Und omg, war das eine gute Entscheidung! Dieses Buch hat es wirklich in sich. Es hat mich gepackt, geschüttelt, nicht mehr losgelassen und ich habe es quasi wie im Rausch durchgelesen. 

In dem Buch geht es um Leo und Simon. Sie sind schon lange zusammen und kennen sich in und auswendig. Simon kann Leo zum Lachen bringen und Leo kennt jeden Fussel in Simons Bauchnabel. Die beiden haben eine gemeinsame Vergangenheit, gemeinsame Geschichten und Insider. Und sie teilen in gewisser Weise auch ein Schicksal, den beide haben ihre Mütter verloren und haben insgesamt nicht sehr viele Menschen in ihrem Leben, denen sie nahe stehen. Aber sie haben einander. 

Die Beziehung der beiden wird sehr schön und sehr intim mit vielen Details und Anekdoten geschildert, die die beiden Figuren sehr plastisch erscheinen lassen.  
Doch plötzlich wird alles anders. Eines nachts kommt Simon spät nach Hause, ohne sich abzumelden. Und er kommt tätowiert, redet wie ein Wasserfall und scheint insgesamt nicht mehr er selbst. Was zunächst nur als kleine Veränderungen erscheinen – Simon schläft immer weniger, isst weniger, hat neue Freunde und wird gereizter – spitzt sich immer weiter zu und wird zunehmend dramatisch. Bis schließlich alles droht, in einer Katastrophe zu enden. 

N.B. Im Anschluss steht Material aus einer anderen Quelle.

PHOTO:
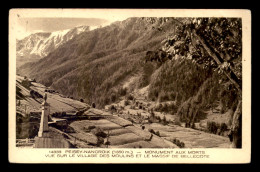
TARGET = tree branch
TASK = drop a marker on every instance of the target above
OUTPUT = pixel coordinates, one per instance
(229, 73)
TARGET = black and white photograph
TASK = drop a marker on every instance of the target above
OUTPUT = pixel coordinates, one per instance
(135, 82)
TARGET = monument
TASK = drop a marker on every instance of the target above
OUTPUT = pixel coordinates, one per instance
(46, 138)
(44, 129)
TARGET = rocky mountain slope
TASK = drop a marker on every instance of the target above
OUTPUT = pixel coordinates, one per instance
(38, 45)
(108, 63)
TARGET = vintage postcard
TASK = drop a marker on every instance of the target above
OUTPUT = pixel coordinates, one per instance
(129, 86)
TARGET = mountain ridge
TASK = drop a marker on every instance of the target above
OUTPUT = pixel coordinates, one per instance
(39, 45)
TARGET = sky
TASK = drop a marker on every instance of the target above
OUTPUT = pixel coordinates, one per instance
(27, 26)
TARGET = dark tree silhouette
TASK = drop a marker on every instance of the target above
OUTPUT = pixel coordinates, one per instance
(215, 44)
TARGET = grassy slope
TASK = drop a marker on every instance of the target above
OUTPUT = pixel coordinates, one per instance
(95, 63)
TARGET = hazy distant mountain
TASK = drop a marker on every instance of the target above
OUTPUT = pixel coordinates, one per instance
(38, 45)
(98, 64)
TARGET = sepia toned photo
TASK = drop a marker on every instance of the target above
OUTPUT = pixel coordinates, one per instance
(172, 86)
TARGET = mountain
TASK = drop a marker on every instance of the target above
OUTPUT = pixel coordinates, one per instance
(38, 45)
(107, 63)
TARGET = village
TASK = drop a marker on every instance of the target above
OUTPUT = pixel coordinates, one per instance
(63, 122)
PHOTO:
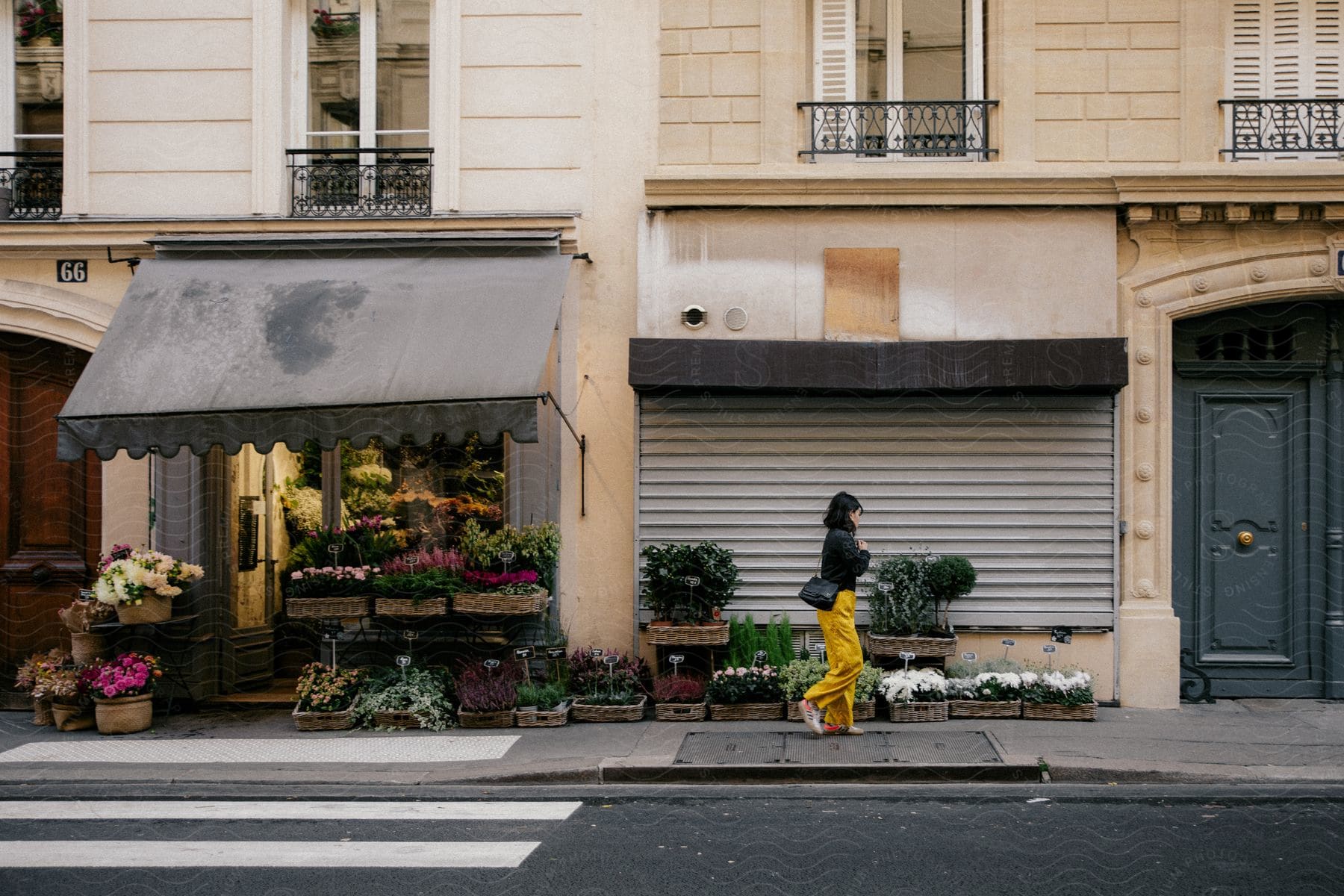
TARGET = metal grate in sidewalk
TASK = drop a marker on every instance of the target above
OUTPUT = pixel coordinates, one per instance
(806, 748)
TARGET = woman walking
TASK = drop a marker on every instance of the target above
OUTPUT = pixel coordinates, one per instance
(843, 559)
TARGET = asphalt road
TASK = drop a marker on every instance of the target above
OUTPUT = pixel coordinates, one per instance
(930, 840)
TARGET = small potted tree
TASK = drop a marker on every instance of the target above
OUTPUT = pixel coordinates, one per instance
(685, 586)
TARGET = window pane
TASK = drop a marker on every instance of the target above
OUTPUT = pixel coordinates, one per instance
(870, 55)
(403, 72)
(934, 58)
(334, 74)
(40, 77)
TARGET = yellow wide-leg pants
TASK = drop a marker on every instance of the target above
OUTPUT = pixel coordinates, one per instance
(835, 692)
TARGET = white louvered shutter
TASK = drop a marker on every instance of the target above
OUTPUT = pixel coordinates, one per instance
(833, 73)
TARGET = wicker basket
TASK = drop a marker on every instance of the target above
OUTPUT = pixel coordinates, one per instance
(87, 647)
(42, 712)
(326, 608)
(746, 711)
(889, 645)
(73, 716)
(396, 719)
(688, 635)
(500, 605)
(151, 609)
(339, 721)
(124, 715)
(544, 718)
(494, 719)
(984, 709)
(918, 711)
(1060, 712)
(680, 711)
(408, 608)
(584, 712)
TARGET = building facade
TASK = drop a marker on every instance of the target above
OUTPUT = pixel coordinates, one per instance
(1015, 274)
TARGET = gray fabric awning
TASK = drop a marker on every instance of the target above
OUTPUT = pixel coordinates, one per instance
(228, 347)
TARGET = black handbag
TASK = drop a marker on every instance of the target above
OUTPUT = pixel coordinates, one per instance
(820, 593)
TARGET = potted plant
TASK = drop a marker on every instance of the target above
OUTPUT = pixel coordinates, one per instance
(396, 697)
(606, 691)
(679, 697)
(329, 591)
(685, 588)
(487, 695)
(915, 695)
(542, 704)
(1058, 695)
(745, 692)
(326, 696)
(418, 583)
(122, 692)
(143, 583)
(903, 605)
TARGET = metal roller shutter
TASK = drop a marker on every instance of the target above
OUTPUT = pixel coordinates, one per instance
(1021, 487)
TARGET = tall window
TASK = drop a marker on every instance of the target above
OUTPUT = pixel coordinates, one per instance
(898, 50)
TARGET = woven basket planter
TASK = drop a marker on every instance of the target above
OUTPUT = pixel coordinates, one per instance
(124, 715)
(396, 719)
(408, 608)
(1060, 712)
(500, 605)
(73, 716)
(889, 645)
(87, 647)
(746, 711)
(918, 711)
(494, 719)
(584, 712)
(688, 635)
(339, 721)
(151, 609)
(327, 608)
(544, 718)
(984, 709)
(680, 711)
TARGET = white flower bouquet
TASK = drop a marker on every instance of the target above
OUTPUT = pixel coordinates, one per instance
(137, 574)
(914, 685)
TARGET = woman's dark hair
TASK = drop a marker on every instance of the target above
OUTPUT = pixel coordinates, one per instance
(838, 514)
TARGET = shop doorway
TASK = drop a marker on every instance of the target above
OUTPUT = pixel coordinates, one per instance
(1256, 449)
(50, 526)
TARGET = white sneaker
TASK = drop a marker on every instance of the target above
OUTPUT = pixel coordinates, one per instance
(811, 716)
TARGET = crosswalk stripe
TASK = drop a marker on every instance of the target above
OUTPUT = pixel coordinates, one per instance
(260, 810)
(194, 853)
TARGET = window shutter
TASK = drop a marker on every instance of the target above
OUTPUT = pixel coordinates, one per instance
(833, 49)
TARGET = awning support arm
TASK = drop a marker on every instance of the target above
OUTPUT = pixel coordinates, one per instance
(582, 442)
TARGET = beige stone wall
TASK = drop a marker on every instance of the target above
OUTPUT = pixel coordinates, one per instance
(710, 82)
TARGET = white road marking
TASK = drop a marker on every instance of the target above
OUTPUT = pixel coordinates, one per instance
(269, 750)
(316, 810)
(194, 853)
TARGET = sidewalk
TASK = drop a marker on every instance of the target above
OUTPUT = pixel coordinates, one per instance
(1233, 741)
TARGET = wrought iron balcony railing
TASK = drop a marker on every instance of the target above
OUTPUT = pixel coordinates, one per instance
(34, 180)
(361, 183)
(942, 129)
(1283, 127)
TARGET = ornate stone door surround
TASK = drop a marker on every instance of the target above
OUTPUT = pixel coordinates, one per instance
(1187, 260)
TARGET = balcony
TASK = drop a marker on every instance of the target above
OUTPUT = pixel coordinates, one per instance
(361, 183)
(942, 129)
(1284, 128)
(33, 180)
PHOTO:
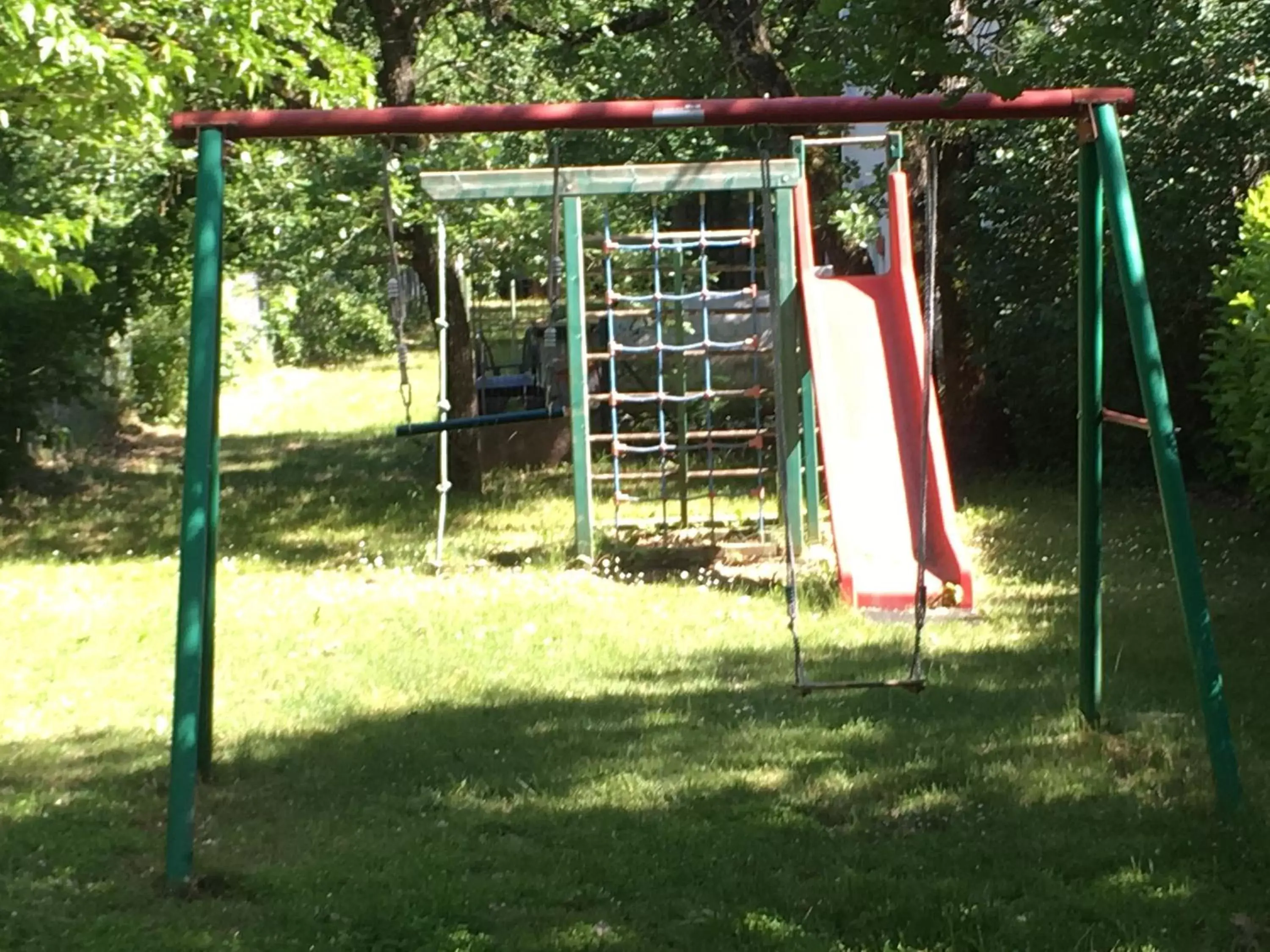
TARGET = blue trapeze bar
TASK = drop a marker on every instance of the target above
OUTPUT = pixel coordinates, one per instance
(467, 423)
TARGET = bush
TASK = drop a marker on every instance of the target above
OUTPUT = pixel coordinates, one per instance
(336, 324)
(1237, 377)
(157, 347)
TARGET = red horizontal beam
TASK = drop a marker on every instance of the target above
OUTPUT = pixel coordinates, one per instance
(644, 113)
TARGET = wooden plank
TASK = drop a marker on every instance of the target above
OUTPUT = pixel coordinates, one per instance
(742, 174)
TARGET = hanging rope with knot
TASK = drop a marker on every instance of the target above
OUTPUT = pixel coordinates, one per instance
(397, 290)
(930, 240)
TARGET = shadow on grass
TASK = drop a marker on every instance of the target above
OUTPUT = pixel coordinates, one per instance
(296, 499)
(734, 817)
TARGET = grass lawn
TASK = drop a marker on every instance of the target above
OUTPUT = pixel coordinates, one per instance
(526, 756)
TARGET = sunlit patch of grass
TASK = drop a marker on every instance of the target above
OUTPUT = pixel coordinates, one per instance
(520, 753)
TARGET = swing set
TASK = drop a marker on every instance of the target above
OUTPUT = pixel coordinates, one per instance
(821, 376)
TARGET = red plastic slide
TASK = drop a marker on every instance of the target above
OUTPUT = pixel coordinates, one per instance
(867, 343)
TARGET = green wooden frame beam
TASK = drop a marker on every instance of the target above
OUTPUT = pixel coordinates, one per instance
(609, 179)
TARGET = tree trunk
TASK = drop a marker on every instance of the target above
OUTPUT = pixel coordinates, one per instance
(465, 471)
(398, 25)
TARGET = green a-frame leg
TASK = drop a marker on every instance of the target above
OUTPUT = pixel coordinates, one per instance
(1102, 167)
(192, 691)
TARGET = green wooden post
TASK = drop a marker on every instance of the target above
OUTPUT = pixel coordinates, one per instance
(1090, 423)
(196, 513)
(580, 402)
(785, 355)
(1164, 450)
(811, 447)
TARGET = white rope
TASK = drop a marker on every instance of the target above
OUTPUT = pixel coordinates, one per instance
(397, 305)
(931, 226)
(442, 389)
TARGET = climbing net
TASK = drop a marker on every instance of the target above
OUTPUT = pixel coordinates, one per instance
(700, 329)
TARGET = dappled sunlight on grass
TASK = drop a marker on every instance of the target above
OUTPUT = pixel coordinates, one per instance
(520, 753)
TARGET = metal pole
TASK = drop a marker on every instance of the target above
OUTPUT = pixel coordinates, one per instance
(1090, 423)
(1164, 450)
(785, 356)
(207, 688)
(647, 113)
(580, 404)
(196, 513)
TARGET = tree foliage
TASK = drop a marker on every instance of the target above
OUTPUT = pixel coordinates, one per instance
(1237, 380)
(99, 196)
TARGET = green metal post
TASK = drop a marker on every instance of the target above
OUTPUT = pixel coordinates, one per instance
(1090, 423)
(196, 515)
(811, 447)
(580, 403)
(785, 355)
(207, 688)
(1164, 450)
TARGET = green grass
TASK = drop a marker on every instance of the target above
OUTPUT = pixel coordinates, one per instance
(524, 756)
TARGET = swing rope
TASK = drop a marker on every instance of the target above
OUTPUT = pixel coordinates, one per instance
(442, 386)
(397, 305)
(920, 600)
(781, 478)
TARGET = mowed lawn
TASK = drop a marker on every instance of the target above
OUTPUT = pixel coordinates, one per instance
(527, 754)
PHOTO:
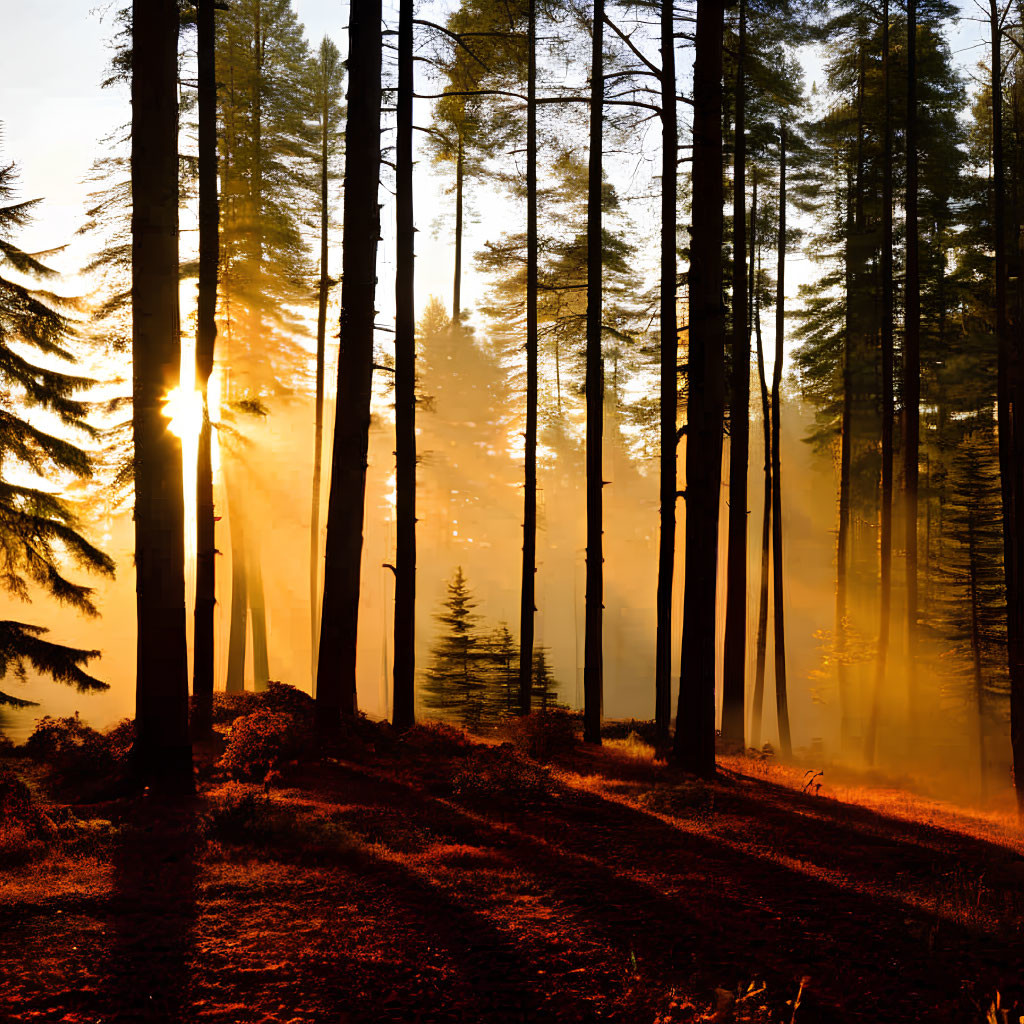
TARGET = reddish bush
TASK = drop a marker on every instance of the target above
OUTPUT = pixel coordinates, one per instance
(500, 776)
(72, 749)
(263, 741)
(228, 707)
(437, 739)
(287, 699)
(545, 733)
(25, 829)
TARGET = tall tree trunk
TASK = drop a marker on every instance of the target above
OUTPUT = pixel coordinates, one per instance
(239, 621)
(257, 607)
(206, 335)
(336, 668)
(593, 669)
(403, 712)
(694, 740)
(460, 179)
(527, 590)
(762, 637)
(1008, 399)
(778, 605)
(669, 382)
(162, 754)
(845, 460)
(886, 545)
(911, 361)
(979, 682)
(734, 656)
(325, 288)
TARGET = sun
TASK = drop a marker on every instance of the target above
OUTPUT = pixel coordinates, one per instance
(184, 410)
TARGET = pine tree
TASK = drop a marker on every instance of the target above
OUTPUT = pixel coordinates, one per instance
(404, 383)
(336, 691)
(456, 682)
(262, 66)
(326, 72)
(206, 335)
(39, 529)
(162, 751)
(694, 740)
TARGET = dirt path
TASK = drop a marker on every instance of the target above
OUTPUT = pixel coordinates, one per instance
(596, 903)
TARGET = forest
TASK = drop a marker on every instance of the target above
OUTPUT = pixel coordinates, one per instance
(513, 510)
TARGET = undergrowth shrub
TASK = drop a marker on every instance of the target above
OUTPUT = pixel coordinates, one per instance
(76, 752)
(501, 776)
(287, 699)
(545, 734)
(228, 707)
(245, 815)
(26, 832)
(687, 799)
(437, 739)
(644, 730)
(262, 742)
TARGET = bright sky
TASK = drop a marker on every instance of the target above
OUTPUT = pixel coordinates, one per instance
(55, 117)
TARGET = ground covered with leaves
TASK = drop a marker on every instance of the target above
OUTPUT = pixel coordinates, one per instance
(517, 878)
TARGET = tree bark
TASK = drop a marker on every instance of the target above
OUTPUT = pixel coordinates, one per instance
(403, 712)
(460, 178)
(979, 682)
(162, 753)
(206, 335)
(778, 605)
(324, 290)
(911, 361)
(1009, 396)
(336, 692)
(694, 740)
(257, 609)
(527, 605)
(734, 656)
(593, 671)
(669, 382)
(762, 637)
(886, 545)
(236, 682)
(845, 461)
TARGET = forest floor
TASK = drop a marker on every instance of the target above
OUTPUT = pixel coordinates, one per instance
(475, 885)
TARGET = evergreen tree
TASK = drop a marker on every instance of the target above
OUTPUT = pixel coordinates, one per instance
(265, 141)
(162, 751)
(694, 739)
(456, 682)
(39, 531)
(326, 73)
(336, 691)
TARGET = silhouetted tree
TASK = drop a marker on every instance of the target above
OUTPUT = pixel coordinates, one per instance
(336, 671)
(327, 73)
(694, 740)
(404, 382)
(162, 750)
(39, 529)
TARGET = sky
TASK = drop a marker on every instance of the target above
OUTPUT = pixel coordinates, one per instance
(56, 120)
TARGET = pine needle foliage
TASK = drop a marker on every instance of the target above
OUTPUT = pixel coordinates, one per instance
(39, 532)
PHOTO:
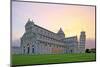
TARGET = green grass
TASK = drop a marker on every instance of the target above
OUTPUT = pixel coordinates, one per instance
(55, 58)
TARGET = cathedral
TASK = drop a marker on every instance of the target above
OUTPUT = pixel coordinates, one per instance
(37, 40)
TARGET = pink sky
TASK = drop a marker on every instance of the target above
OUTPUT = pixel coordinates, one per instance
(71, 18)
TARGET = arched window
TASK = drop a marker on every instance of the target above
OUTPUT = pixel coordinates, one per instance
(32, 48)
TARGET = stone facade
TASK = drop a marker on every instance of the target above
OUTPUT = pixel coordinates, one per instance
(37, 40)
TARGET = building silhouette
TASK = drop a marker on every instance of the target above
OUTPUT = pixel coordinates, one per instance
(37, 40)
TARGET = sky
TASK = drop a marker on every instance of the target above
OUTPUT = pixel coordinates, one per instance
(71, 18)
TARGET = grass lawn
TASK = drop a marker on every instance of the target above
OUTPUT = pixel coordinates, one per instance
(55, 58)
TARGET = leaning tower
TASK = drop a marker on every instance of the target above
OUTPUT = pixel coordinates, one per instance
(82, 42)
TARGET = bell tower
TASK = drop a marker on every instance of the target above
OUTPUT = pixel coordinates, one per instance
(82, 42)
(61, 34)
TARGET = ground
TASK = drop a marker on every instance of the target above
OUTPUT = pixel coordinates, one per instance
(55, 58)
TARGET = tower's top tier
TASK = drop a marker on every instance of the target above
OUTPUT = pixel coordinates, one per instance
(29, 22)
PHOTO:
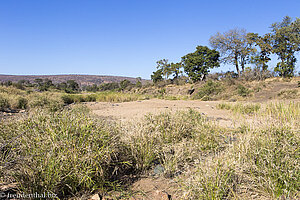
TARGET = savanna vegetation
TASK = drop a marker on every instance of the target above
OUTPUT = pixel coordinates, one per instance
(54, 144)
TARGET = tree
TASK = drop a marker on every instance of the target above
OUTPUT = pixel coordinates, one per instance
(285, 42)
(124, 84)
(72, 86)
(138, 83)
(197, 64)
(235, 47)
(157, 76)
(262, 57)
(164, 66)
(175, 69)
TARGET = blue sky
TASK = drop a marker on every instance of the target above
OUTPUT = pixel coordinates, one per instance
(120, 37)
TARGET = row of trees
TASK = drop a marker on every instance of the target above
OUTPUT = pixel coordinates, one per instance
(239, 48)
(71, 86)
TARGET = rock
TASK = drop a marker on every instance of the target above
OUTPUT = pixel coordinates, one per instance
(159, 170)
(190, 92)
(95, 197)
(162, 195)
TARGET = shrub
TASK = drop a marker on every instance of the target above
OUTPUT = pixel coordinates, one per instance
(207, 90)
(4, 103)
(22, 103)
(242, 90)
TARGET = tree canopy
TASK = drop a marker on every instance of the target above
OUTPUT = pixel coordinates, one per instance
(197, 64)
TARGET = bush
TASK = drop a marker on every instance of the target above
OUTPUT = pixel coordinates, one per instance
(22, 103)
(4, 104)
(242, 90)
(207, 90)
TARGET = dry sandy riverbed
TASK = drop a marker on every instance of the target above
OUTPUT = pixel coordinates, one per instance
(136, 110)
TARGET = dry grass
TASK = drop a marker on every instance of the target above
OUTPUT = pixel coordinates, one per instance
(69, 152)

Das Buch wird auf mehreren Zeitebenen erzählt. Einmal gibt es einen Countdown, bei dem in der jeweiligen Kapitelüberschrift die Minuten bis zur Katastrophe runtergezählt werden (zu Beginn mit "Noch elf Minuten"). Und dann gibt es verschiedene Rückblicke, wie es überhaupt dazu gekommen ist, dass alles auf eine Katastrophe zusteuert, wie sich Leos und Simons Leben langsam verändert. 

Und das war tatsächlich auch das, was mir beim Lesen am meisten unter die Haut gegangen ist. Wenn der Mensch, mit dem du zusammenlebst plötzlich nicht mehr der ist, in den du dich verliebt hast. 
Simon verändert sich. Zuerst langsam und allmählich, dann immer stärker. Und Leo bleibt passiv. Sorgt sich zwar immer stärker, aber greift nicht ein, bleibt hilflos. Das fängt gut das Gefühl der Ohnmacht und Hilflosigkeit ein, dass ich auch von vielen Angehörigen mit psychischen Erkrankungen kenne. Gleichzeitig hat es mich beim Lesen aber auch wahnsinnig gemacht. Ich hätte sie an mehreren Stellen am liebsten ordentlich durchgeschüttelt und sie zum Eingreifen animiert.  
Aber die Passivität passt auch zur Figur der Leo, zu ihrer Vergangenheit und schlechten Erfahrungen. Sie ist schreckhaft und neigt zum Katastrophisieren. Das besonders sie in diese Hilflosigkeit aus Grübeln und Erstarren hineinfällt, ist für mich als Leserin gut nachvollziehbar. 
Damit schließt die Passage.